On April 2, 2017, the winner of the Golden Lion, Anne Imhof, published a photo of herself in Venice on her Instagram account: she is sitting with legs wide and arms crossed at the rear end of a U-shaped leather seating area in the lower deck of a boat, dressed completely in black, a Longchamp handbag at her feet and a dark cap with white lettering hiding half of her face. It is mirrored by the shiny black ceiling and the plastic stickers on the window panes reveal: “Turismo.” With the time of the publication of the picture, the knowledge of the Venice Biennale and that this woman is an artist, her shot can be understood immediately as a clear and broad hint. The title of her self-portrayal #venice #transport @juicyfilet conceals the fact that she is currently in the middle of the exhibition structure of her solo exhibition in the German Pavilion and is considered a favorite for the Golden Lion.

The photographic work Venetian Blind was created almost fifty years earlier, in 1970. On twenty-four polaroid photos, the Canadian conceptual artist Michael Snow can be seen photographing himself head-on, closing his eyes and furiously shaking his head. Due to the movement of the head, it appears blurred in the picture. The background of the picture is clearly visible: Venetian monumental architecture. If you put together the evidence (artist, Venice), the photographs can also be located in the events around the Venice Biennale. They also announce a success story, because the photos were taken the morning after the artist opened his solo exhibition in the Canadian Pavilion - the high point of his career so far.

From today's perspective, the formally arranged photographs (except for the closed eyes and the blurring of the face) represent a panorama selfie par excellance. They appear familiar and current, although they are already half a century old.
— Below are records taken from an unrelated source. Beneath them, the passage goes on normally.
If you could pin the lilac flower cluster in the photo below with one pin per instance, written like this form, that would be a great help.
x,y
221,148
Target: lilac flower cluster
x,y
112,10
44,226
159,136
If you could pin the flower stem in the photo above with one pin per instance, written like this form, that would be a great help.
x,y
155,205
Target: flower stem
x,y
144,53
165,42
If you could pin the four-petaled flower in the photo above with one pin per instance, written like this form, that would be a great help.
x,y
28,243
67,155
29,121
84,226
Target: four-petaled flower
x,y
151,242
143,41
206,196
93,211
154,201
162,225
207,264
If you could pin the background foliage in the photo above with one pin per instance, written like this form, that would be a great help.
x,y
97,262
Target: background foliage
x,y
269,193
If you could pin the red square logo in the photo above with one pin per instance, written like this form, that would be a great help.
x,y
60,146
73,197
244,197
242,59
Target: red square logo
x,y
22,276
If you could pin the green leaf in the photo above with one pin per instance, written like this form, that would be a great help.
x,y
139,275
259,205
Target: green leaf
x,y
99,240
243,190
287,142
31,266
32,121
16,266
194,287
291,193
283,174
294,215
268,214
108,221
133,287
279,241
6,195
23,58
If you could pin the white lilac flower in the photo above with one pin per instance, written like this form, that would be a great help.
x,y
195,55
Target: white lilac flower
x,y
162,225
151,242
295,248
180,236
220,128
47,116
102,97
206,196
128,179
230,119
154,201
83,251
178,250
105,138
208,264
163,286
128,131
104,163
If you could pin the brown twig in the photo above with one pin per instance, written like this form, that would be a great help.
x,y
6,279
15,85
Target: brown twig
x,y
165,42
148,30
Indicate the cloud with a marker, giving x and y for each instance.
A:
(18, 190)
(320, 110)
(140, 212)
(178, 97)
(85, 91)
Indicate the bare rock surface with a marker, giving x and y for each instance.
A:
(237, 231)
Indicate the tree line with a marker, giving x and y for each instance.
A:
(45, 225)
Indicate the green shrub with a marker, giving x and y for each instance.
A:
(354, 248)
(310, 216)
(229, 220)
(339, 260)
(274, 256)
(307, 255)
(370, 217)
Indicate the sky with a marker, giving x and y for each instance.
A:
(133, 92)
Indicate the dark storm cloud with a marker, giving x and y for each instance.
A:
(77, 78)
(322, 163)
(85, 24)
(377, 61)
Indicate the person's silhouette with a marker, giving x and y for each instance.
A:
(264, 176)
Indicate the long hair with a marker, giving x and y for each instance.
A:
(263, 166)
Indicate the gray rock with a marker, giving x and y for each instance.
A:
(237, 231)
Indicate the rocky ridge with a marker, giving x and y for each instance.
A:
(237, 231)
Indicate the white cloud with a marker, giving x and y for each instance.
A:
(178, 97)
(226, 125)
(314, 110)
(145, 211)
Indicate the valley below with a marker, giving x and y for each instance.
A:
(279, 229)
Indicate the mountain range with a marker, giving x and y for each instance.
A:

Snow himself said several times that the photographs were not self-portraits. Art criticism of the work sees it differently - there are repeated self-portrait attributions and attempts to read the work as an autobiographical statement.

This contradiction of interpretation and self-expression allows the following interpretations with regard to Venetian Blind: First, that it is part of a certain staging strategy and thus functions in terms of the concept of the classic self-portrait; Secondly, with regards to Imhof's self-portrayal, it moves in the direction of an artistic selfie, since it is mainly intended to communicate (success); Or thirdly, that Venetian Blind can actually be understood as a conceptual representation-critical work as described by the artist.

The master’s thesis “Snow in Venice. The Photographic Work Venetian Blind by Artist Michael Snow Between Self-Portrait, Selfie and Concept Art” therefore poses the question, how nevertheless effective these criteria are despite the declared retreat from subjectivity and authorship in conceptual art, and how are they articulated.